On the night of the show Claire ran over, and some wardrobe people ripped panels off her dress to change the neckline. Our hairstylist moved the bun to the nape of her neck to make her look older. My assistant is holding this latex facial part designed to give her a double chin and fill out her face. On cue I squirted liquid adhesive into the thing, and my assistant and I are standing on either side of Claire, who’s sitting trembling at the writing desk, and we—ploop—put it on her. We take this greasepaint and sponge it over the edges of the latex to cover up the adhesive goo that’s oozing out. And with infinite care my assistant hands me a rubber nose, because if he squeezes it, it’s ruined. I plop it on and put makeup over it.

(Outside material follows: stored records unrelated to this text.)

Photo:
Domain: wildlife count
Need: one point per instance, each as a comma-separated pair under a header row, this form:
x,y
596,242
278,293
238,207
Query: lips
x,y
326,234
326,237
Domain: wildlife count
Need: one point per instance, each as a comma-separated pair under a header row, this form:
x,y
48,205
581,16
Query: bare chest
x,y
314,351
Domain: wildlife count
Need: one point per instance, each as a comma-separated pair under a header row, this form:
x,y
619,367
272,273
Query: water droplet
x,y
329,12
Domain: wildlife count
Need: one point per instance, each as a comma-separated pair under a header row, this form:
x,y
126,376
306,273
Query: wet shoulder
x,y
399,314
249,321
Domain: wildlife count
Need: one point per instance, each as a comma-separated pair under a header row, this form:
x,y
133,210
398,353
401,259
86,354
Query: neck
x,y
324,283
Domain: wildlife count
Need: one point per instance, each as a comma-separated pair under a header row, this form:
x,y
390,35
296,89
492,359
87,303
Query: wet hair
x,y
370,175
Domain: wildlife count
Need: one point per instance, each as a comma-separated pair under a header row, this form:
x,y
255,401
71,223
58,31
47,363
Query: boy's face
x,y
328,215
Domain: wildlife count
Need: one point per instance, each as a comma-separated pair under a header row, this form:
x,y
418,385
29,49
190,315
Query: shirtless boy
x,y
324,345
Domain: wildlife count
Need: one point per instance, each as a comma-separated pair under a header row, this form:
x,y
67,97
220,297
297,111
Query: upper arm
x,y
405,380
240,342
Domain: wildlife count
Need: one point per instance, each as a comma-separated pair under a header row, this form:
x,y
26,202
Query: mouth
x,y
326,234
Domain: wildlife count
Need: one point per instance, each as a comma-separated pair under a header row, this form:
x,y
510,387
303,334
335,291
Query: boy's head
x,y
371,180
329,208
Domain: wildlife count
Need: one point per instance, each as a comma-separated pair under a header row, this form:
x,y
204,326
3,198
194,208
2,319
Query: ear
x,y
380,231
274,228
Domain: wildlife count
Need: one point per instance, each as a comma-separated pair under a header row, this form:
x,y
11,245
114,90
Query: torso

In the middle of the next act she runs to another set, and this time we have 80 seconds to get her to age 60. We can only add on, not take off, so the hairstylist puts a gray wig over the brown wig. It was a miracle of hair-styling because it didn’t even look wiggy. The whole costume change consists of a rubber ‘dowager’s hump’ sewn into a shawl to be thrown over her shoulders. Then I have 40 seconds for makeup. I have more latex “features” for lower lip, chin, bags and heavy eyelids. I blot out her lipstick and use a rubber stamp to print wrinkles on her forehead.

Finally we come to the Golden Jubilee scene. Another change was impossible. No time at all. I had suggested using a made-up double and having Claire do a voice-over, and I made an entire rubber mask, one of my first. The scene called for two Nubians in turbans to wheel her out onto a balcony, and the multitudes are cheering, and the play is supposed to wind up with a gorgeous close-up of her face. Fade out. The end. Comes time for the scene. The door opens. The Nubians push. They can’t get her moving. It turns out her skirt was caught in the spokes of the wheelchair. Finally they shove her out and they get the close-up. It’s great, but it’s late. They roll the credits, but because of the delay the timing is all screwed up. The play goes off the air just before they get to the makeup credits. My God, we were heartbroken.